Nethertheless, these people weren’t subject to male or female dominant societies. In everyday life, the two-spirit male typically would wear women’s clothes and do women’s work. He would be accepted as “one of the girls.” He might take a husband from among the men of the tribe, or might have affairs with several, or both. Generally two-spirit males were not expected to have sexual relations with women. Female-bodied two-spirits usually had sexual relations or marriages with only females. According to www.wikipedia.org, in the Lakota tribe, two-spirits commonly married widowers; a male-bodied two-spirit could perform the function of parenting the children of her husband’s late wife without any risk of bearing new children to whom she might give priority. In the two-spirits relationships, the partners did not take on any special recognition. Although each mate mostly believes that after having sexual relations with a two-spirit, they would obtain magical abilities. They feel there are given obscene nicknames by the two-spirited person which they believed held “good luck,” or in the case of male partners, boosted their masculinity.

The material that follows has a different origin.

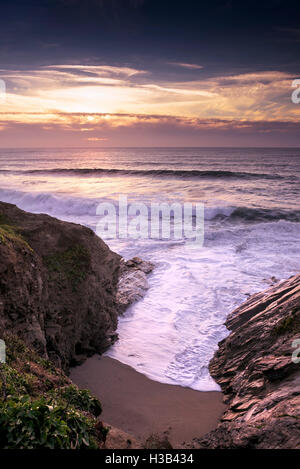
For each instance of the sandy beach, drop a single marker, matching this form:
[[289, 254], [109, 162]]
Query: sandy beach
[[140, 406]]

Some features of two-spirit life in Native cultures delineate how the first nations people integrated those individuals with uncommon gender identity into their native society. The first step on the path to a two-spirit life was taken during childhood. They call it “The Papago Ritual”. According to www.androphile.org The Papago ritual is symbolical of early initiation to having two spirits: If parents noticed that one of their sons was not interested in boyish play or manly work, they would set up a ceremony to determine which way the boy would be brought up. They would make an enclosure of brush and ruble, and place in the center both a man’s bow and a woman’s basket. The boy was told to go inside the circle of brush and to bring something out, and as he entered the brush would be set on fire. They watched what he took with him when he ran out, and if it was the basketry materials they got mad at themselves for being a bad parent.
Also according to www.androphile.org, there is a second ritual that the Natives sometimes use to depict Two Spirit, and its call “The Mohave Ritual”. The Mohave ritual is usually carried out when the child is between the ages of nine and twelve. It has a much different form, but keeps the central element of allowing the child’s nature to manifest itself. A singing circle is prepared, not known to the boy, involving the whole community as well as distant friends and relatives. On the day of the ceremony, everyone gathers around and the boy is led into the middle of the circle. If he remains there, the singer, hidden in the crowd, begins to sing the ritual songs and the boy, if he is destined to follow the two-spirit road, starts to dance in the fashion of a woman. The Mohave say “He cannot help it”. As stated on the same website, after the fourth song, the boy is declared to be a two-spirit person and is raised from then on in the correct manner. These rituals are as important to the Native culture as the voting of a president in the USA.
Nevertheless, the two spirits culture combines the best of both worlds. They live life in an original way that enriches and empowers the lives of all in their culture. The culture recognizes two-spirit people as being vital compliments of creativity, change, and innovation in their culture.